Gentests wie die Präimplantationsdiagnostik inklusive Geschlechterselektion, pränatale Untersuchungen, die einen Schwangerschaftsabbruch zur Folge haben können, und Kaiserschnitt sind Standardvorgaben in Leihmutterschaftsverträgen, wo das Selbstbestimmungsrecht der Schwangeren ausgesetzt ist. Den Großteil des vereinbarten Honorars bekommt die Frau selbstverständlich erst dann, wenn ein Kind „geliefert“ wird, und zwar ein gesundes. Alle Kenntnisse über pränatale Bindung werden ignoriert, ein Beziehungsabbruch bei der Geburt wird geplant und in einer äußerst sensiblen Phase in einem Menschenleben in Kauf genommen.
Es herrscht ein Machtgefälle: Leihmütter kommen in den allermeisten Fällen aus ärmeren Ländern. Es wird eine soziale Not ausgenutzt – nichts Neues in einem turbokapitalistischen System, das sämtliche Produktionen, Dienstleistungen und auch die Umweltschäden an ärmere Länder ausgelagert hat.
Die wahren Profiteure sind also letztlich die Kliniken und Anwaltskanzleien, die den Großteil der gebotenen Summen kassieren.
Leihmutterschaft ist aus guten Gründen verboten: Die gängige Praxis widerspricht der Würde des Kindes und der Frau. Der Frauenkörper wird kommerzialisiert und das Kind zur Ware. Die Kinderrechtskonvention und ein Zusatzprotokoll halten fest, dass ein Kind das Recht hat, nicht gegen Geld gehandelt zu werden, und zwar egal zu welchem Zweck.
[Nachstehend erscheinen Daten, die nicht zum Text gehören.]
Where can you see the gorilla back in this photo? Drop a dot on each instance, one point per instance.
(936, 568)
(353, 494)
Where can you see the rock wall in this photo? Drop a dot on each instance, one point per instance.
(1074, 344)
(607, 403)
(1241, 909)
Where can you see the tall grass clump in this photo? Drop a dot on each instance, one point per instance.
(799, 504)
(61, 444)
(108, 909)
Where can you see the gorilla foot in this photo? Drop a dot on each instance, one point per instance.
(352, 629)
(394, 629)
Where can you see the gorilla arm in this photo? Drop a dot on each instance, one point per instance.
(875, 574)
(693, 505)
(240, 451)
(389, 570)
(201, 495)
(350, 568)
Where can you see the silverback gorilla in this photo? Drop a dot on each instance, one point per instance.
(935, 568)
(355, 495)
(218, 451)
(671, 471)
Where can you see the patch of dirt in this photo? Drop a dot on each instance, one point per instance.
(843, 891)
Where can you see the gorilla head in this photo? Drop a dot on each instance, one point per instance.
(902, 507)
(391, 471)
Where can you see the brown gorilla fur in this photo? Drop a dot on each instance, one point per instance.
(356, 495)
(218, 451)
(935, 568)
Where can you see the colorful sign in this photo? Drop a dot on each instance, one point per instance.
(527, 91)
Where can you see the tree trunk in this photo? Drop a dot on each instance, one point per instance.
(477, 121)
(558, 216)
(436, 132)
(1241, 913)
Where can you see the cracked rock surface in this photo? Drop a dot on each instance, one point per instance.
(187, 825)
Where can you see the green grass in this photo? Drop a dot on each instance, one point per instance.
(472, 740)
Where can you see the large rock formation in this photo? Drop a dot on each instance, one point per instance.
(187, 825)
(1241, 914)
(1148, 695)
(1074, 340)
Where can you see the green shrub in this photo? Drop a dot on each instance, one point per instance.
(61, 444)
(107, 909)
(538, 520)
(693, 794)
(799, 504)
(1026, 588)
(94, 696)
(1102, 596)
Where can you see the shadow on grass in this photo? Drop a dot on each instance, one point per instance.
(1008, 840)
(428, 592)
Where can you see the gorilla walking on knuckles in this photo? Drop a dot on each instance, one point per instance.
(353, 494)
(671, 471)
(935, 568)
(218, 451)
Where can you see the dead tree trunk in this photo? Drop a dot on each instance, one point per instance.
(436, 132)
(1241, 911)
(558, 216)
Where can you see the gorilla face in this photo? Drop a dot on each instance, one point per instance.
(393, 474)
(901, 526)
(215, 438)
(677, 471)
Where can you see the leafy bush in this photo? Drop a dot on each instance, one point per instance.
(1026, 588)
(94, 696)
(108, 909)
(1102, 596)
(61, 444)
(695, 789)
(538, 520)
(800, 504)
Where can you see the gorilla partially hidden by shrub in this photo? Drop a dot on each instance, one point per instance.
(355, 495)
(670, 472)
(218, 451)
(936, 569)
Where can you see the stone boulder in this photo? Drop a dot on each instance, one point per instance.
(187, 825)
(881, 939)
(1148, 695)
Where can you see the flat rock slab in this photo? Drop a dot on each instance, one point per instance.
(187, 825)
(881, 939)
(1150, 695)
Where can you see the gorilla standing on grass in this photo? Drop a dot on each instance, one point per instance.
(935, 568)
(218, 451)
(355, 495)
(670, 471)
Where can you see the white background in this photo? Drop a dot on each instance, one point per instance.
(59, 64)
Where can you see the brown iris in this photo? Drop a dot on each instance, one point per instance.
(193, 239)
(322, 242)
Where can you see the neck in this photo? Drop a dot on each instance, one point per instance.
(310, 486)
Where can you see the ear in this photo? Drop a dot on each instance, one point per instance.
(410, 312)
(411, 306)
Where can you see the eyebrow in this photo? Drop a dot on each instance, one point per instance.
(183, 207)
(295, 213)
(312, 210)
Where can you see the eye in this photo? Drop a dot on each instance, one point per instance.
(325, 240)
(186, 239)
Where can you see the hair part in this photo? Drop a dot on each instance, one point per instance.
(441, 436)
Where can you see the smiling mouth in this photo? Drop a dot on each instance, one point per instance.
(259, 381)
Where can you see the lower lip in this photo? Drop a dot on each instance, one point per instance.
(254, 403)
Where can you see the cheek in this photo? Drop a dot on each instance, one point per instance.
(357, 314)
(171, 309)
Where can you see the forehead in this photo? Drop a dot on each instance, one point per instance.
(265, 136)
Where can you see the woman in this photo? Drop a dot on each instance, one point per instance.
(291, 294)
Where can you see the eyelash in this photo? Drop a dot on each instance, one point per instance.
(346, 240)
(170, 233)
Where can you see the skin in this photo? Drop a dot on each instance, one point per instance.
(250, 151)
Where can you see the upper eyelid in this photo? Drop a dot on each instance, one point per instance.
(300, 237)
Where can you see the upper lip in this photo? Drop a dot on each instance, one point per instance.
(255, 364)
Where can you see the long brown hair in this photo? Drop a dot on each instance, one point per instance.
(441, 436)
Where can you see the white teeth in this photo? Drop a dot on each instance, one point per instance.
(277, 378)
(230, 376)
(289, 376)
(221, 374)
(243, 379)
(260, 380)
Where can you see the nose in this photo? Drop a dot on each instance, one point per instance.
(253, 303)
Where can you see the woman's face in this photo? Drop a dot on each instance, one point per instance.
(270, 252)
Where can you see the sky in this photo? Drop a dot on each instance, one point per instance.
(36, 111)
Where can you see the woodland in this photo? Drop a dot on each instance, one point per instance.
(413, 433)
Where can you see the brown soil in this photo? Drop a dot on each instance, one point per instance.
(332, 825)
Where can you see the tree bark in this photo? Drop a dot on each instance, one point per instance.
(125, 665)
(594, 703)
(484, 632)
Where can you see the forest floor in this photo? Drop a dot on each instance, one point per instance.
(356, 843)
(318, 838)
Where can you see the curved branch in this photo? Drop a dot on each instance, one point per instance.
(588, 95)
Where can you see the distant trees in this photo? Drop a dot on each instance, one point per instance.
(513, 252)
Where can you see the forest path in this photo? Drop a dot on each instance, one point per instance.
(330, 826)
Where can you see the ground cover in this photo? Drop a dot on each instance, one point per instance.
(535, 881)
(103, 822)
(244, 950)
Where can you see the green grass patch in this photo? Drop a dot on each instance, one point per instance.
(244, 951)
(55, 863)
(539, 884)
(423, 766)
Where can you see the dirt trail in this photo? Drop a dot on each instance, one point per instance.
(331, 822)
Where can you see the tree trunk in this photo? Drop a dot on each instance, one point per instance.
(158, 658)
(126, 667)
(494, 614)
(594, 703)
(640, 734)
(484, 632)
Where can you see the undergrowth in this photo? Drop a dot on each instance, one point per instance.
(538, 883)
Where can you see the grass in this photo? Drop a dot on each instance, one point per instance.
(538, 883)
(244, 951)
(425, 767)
Zudem hat es das Recht auf Kenntnis seiner Herkunft. Da es weder staatliche noch internationale Datenregister dazu gibt, sind Jugendliche darauf angewiesen, sich an private Kliniken zu wenden, die in vielen Fällen nicht kooperieren und die Einsicht
in die Daten der Leihmutter beziehungsweise Keimzellenspender verweigern. Alle Staaten der Erde, mit Ausnahme der USA, haben diese internationalen Papiere anerkannt. Auch die Ukraine sollte sich daran halten und einen „sale of children“ unterbinden, tut sie aber nicht.
Es gilt die ethische Norm, dass der Mensch keine Ware sein darf. Daran muss man liberale Befürworter der Leihmutterschaft erinnern, wenn sie sich stets auf einen nüchternen Pragmatismus berufen: Es sei nun mal Realität, es sei deshalb besser, diese Verfahren zu regeln, als sie zu verbieten. Ein zugespitztes Gedankenexperiment dazu: Wenn wir alles erlauben, was sich realistisch zuträgt, dann könnten wir auch die Sklaverei wieder ermöglichen.
Selbstverständlich kann eine soziale Praxis ein Anlass sein, ethische Normen zu hinterfragen, aber dann muss man schon so viel Mumm haben und dazu stehen, dass man in unserer kommerzialisierten Zeit kein Problem mehr damit hat, wenn der Mensch keine Würde hat, sondern ein Preisschild.
Die neue türkis-grüne Regierung hat sich erfreulicherweise klar zur Aufrechterhaltung des Verbots der Leihmutterschaft bekannt. Man verspricht im Regierungsprogramm, Maßnahmen gegen die Kommerzialisierung zu ergreifen und auch das schon lang geforderte staatliche Eizellen- und Samenspenderregister zu schaffen. Angesichts der verharmlosenden Tendenzen ist aber auch mehr Aufklärung nötig, was Leihmutterschaft eigentlich bedeutet. Die Regierung sollte zudem ein explizites Verbot aufgrund der Gefahr von Ausbeutung und Kinderhandel formulieren und sich für ein internationales Verbot von Leihmutterschaft und anonymen Keimzellenspenden einsetzen.